35° 38″ N, 121° 11″ W Discover this quaint and historic California community (published May 2013)
I’d been here before, as a kid. My 10-year-old eyes were wide and my childhood brain delighted in imagining—what if this was my house? These swimming pools, my own airport, my own zebras and buffalo on the hillsides…
William Randolph Hearst’s corporation donated the late magnate’s castle, contents and land to the state of California in 1957. Since then it has been a state park, open to visitors year round. In my childhood, Hearst Castle was a familiar waypoint during summertime car trips up the California coast. Now, age 43, I’d returned with my own family, but on our 1978 Fuji 40, Del Viento.
The Castle is perched 1,600-feet up in the Santa Lucia Range above the community of San Simeon. For sailors heading up and down this part of the California coastline, small San Simeon Bay offers good holding and good protection from the prevailing NW winds. For cruisers heading north, it offers almost the only protection between Morro Bay and Monterey. We dropped the hook just inside the long pier and rowed ashore to brave the waves for a beach landing. Fortunately, we timed the small surf right and our dry sacks proved unnecessary.

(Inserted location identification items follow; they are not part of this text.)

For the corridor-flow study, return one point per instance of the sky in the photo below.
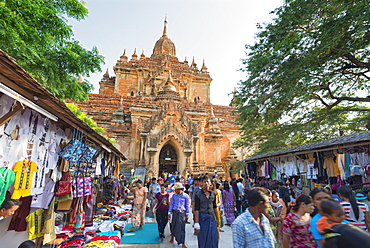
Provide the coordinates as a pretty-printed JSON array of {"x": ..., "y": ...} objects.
[{"x": 215, "y": 31}]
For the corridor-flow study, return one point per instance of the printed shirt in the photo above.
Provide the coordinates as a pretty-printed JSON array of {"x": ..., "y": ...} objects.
[
  {"x": 7, "y": 177},
  {"x": 247, "y": 232},
  {"x": 299, "y": 231},
  {"x": 179, "y": 202},
  {"x": 139, "y": 195},
  {"x": 23, "y": 180},
  {"x": 350, "y": 215},
  {"x": 36, "y": 222}
]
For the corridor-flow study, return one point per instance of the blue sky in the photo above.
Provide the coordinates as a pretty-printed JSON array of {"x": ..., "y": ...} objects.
[{"x": 214, "y": 30}]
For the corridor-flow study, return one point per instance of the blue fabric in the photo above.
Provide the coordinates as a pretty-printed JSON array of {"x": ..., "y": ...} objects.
[
  {"x": 180, "y": 202},
  {"x": 208, "y": 235},
  {"x": 145, "y": 236},
  {"x": 316, "y": 234}
]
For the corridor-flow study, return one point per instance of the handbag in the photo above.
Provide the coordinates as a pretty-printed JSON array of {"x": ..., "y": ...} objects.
[
  {"x": 64, "y": 186},
  {"x": 79, "y": 218},
  {"x": 64, "y": 205},
  {"x": 222, "y": 220}
]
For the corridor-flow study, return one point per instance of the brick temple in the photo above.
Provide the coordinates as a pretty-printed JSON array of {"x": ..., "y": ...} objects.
[{"x": 159, "y": 111}]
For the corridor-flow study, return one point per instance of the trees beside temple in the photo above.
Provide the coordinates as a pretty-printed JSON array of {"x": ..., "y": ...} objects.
[
  {"x": 37, "y": 35},
  {"x": 307, "y": 75}
]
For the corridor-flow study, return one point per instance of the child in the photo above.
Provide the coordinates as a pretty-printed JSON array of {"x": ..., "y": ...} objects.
[
  {"x": 8, "y": 207},
  {"x": 333, "y": 214}
]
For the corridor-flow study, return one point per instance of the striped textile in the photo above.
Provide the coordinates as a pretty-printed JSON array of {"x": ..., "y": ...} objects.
[{"x": 350, "y": 215}]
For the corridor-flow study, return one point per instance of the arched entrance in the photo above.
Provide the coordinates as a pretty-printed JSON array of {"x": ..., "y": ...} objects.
[{"x": 167, "y": 159}]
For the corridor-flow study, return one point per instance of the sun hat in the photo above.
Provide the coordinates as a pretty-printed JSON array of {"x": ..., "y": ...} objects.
[
  {"x": 178, "y": 186},
  {"x": 360, "y": 196}
]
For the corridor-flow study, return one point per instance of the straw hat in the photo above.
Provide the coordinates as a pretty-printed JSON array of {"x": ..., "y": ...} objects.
[{"x": 178, "y": 186}]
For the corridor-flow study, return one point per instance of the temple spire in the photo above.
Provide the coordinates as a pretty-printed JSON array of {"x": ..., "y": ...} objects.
[
  {"x": 165, "y": 27},
  {"x": 124, "y": 58},
  {"x": 204, "y": 68},
  {"x": 134, "y": 56}
]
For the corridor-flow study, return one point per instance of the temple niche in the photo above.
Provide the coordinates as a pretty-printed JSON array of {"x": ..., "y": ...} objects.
[{"x": 159, "y": 111}]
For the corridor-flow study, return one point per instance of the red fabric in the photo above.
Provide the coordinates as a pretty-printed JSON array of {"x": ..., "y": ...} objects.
[
  {"x": 18, "y": 222},
  {"x": 114, "y": 238}
]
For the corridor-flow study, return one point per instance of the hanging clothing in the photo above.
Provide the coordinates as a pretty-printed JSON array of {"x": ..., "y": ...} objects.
[
  {"x": 36, "y": 221},
  {"x": 24, "y": 175},
  {"x": 7, "y": 177},
  {"x": 18, "y": 222}
]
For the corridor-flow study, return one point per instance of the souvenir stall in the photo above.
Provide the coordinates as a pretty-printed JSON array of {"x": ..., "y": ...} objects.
[
  {"x": 48, "y": 161},
  {"x": 339, "y": 161}
]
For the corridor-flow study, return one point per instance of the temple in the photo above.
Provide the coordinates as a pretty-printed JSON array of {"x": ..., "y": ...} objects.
[{"x": 159, "y": 111}]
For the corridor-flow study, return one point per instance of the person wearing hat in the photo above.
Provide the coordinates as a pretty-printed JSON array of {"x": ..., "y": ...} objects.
[
  {"x": 357, "y": 213},
  {"x": 205, "y": 215},
  {"x": 362, "y": 198},
  {"x": 138, "y": 213},
  {"x": 178, "y": 212}
]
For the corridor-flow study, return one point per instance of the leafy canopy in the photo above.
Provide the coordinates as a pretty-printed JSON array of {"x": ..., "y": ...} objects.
[
  {"x": 307, "y": 75},
  {"x": 37, "y": 35},
  {"x": 88, "y": 120}
]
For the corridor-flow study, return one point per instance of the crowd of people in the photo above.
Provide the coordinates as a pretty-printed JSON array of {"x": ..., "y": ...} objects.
[{"x": 259, "y": 215}]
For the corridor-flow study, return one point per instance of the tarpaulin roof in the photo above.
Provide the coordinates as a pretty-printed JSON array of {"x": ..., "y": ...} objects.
[
  {"x": 339, "y": 142},
  {"x": 16, "y": 78}
]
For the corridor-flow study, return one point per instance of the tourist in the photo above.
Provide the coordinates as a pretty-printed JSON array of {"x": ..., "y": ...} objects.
[
  {"x": 153, "y": 190},
  {"x": 8, "y": 207},
  {"x": 357, "y": 213},
  {"x": 333, "y": 214},
  {"x": 363, "y": 198},
  {"x": 238, "y": 204},
  {"x": 241, "y": 195},
  {"x": 161, "y": 205},
  {"x": 284, "y": 200},
  {"x": 27, "y": 244},
  {"x": 296, "y": 226},
  {"x": 178, "y": 212},
  {"x": 318, "y": 194},
  {"x": 274, "y": 216},
  {"x": 229, "y": 201},
  {"x": 190, "y": 179},
  {"x": 196, "y": 187},
  {"x": 138, "y": 213},
  {"x": 204, "y": 215},
  {"x": 252, "y": 228},
  {"x": 220, "y": 204}
]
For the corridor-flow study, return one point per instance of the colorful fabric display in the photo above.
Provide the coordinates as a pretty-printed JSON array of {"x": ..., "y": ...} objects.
[
  {"x": 36, "y": 221},
  {"x": 18, "y": 222},
  {"x": 101, "y": 243},
  {"x": 23, "y": 180},
  {"x": 7, "y": 177}
]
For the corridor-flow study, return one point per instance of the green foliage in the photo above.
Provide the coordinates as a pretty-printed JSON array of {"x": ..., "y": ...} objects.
[
  {"x": 236, "y": 166},
  {"x": 82, "y": 116},
  {"x": 37, "y": 35},
  {"x": 307, "y": 75}
]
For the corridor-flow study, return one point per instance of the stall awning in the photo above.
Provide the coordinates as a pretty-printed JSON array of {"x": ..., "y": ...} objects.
[
  {"x": 356, "y": 139},
  {"x": 15, "y": 78}
]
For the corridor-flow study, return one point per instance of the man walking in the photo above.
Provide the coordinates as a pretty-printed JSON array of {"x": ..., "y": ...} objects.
[
  {"x": 153, "y": 190},
  {"x": 204, "y": 216},
  {"x": 179, "y": 209},
  {"x": 252, "y": 228}
]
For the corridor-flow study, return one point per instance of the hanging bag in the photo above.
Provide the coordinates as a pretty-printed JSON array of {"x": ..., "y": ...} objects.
[
  {"x": 64, "y": 186},
  {"x": 79, "y": 219}
]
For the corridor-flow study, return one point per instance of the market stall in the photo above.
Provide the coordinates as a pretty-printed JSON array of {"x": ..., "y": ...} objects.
[
  {"x": 339, "y": 161},
  {"x": 54, "y": 164}
]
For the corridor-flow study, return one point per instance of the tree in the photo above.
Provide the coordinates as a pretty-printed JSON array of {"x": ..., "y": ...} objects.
[
  {"x": 37, "y": 35},
  {"x": 88, "y": 120},
  {"x": 307, "y": 75}
]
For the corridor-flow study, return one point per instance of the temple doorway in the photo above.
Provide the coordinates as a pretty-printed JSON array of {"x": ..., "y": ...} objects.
[{"x": 167, "y": 159}]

We walked into town to explore, but “town” is a bit of a misnomer—an exaggeration, really. San Simeon is a community of fewer than 500 people along Highway 1, halfway between Los Angeles and San Francisco. Except for a half-dozen, walled-off Spanish-style buildings along the beach, the population is spread out among ranches and homes dotting the area. An abandoned one-room schoolhouse sits alone in a field of grass. Besides Hearst Castle, the community of San Simeon is available to visitors in a single wood building.
Sebastian’s Store once served a thriving whaling community but now operates as a small general store and café for travelers and tourists. Popular sandwiches are served using local, Hearst Ranch-branded beef. Tucked into the back of the building is the 130-year-old branch of the San Simeon post office and recently opened in the front is a tasting room for the Hearst Ranch Winery.
To get to the Hearst Castle visitor’s center (from which all tours of the castle originate), we walked a half-mile from the head of the pier, across Highway 1, and up a drive. There we immersed ourselves in the on-site museum filled with artifacts, letters and multimedia that detail the entire, fascinating history of the castle and the man who inspired it. Afterward, we enjoyed lunch and browsed the shops before heading back to the boat.
“But Dad, why aren’t we going to see the castle?” “Well, it’s kind of expensive. How old are you?” “I’ll be nine in two months.” “Tell you what: that means you’ll be ten when we head back down this coast; why don’t we plan to do it then? It’ll be a good age, trust me.”